So what if the sign has some misused quotations mark? You can tell that this humble storefront, with its slices of various cakes tantalizingly visible from the street, means business.
Inside, Lloyd’s Carrot Cake is a minimally womanned business, with one saleswoman working the register (perhaps Betty Adams-Campbell, the widow of former owner Lloyd Adams) and another in the back, handling the numerous full cake orders.
The woman who gave me my bargain-priced $2.75 slice of cake with nuts and raisins told us that the store goes through 700 lbs of carrots per week, and once you dig into your slice, you can easily believe it. This is real-deal carrot cake, verging on carrot loaf, with its dense, moist crumb and subtle nutmeg spice. The carrots are visible, but finely grated, so every forkful is smooth, restrained carrot flavor, studded with a walnut or raisin here and there. The cream cheese frosting completes what is essentially a faithful, solid rendition of the classic carrot cake.

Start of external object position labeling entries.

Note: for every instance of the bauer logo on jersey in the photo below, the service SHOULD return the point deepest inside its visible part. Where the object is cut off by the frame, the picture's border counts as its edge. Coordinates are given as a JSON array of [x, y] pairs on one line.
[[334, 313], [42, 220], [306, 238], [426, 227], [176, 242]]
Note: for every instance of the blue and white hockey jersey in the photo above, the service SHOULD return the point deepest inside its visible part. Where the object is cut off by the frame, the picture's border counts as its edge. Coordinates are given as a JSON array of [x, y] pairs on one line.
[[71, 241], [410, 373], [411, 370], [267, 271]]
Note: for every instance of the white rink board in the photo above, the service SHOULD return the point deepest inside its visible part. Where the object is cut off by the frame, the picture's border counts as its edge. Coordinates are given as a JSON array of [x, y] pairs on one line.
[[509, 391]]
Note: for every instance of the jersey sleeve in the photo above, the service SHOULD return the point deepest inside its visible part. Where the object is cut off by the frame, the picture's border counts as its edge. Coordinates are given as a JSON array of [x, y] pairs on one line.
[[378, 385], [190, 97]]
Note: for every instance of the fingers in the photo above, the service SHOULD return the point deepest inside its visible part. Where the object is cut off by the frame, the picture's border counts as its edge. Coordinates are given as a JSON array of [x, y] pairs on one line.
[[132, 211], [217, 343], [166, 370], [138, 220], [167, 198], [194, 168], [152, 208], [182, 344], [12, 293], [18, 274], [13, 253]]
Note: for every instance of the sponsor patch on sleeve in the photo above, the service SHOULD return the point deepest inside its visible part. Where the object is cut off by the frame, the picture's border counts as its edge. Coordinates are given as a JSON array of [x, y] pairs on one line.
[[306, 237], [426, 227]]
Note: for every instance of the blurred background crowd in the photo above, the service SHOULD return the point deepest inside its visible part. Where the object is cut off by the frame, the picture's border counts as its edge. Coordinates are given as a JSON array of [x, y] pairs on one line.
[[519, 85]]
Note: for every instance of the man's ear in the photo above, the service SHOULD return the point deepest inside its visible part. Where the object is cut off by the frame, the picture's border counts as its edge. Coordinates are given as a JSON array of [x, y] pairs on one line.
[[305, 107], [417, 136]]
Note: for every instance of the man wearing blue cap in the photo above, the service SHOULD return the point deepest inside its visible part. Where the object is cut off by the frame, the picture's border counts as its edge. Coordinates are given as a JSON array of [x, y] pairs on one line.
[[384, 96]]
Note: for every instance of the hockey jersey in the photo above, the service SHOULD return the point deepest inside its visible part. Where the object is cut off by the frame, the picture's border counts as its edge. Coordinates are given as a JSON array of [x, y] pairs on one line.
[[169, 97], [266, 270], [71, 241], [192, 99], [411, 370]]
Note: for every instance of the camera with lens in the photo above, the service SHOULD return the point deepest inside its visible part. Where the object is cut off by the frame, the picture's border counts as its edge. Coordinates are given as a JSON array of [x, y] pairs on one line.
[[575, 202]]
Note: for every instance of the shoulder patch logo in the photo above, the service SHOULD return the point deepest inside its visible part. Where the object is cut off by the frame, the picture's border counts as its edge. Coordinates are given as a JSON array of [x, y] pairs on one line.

My personal preferences for carrot cake lean towards a more robust carrot flavor, a heavier hand with the nuts, and a more generous application of frosting. (Seriously though – what is carrot cake, or red velvet for that matter, without the cream cheese frosting? Any cake that goes rogue with a buttercream gets an automatic disqualification in my book.) But that’s just me. I can definitely imagine Lloyd’s version fitting someone’s Platonic ideal of Carrot Cake.
The only problem with picking up a slice at Lloyd’s is the lack of seating. You can take it over to the park, or you can make like we did and sneak it into another bakery, Palombo, to grab some lattes to wash down the carroty goodness. Yeah, yeah, yeah, bad citizens, whatever, but I am justifying the indiscretion with the pledge to come back for the overfilled cannoli. Stay tuned for that post.
*Psst, there’s also a newer Manhattan location on the Upper East Side that you can explore if the idea of going up to the Bronx really gives you the heebie-jeebies. But it shouldn’t. The Bronx is nice, I swear. My grandma is there.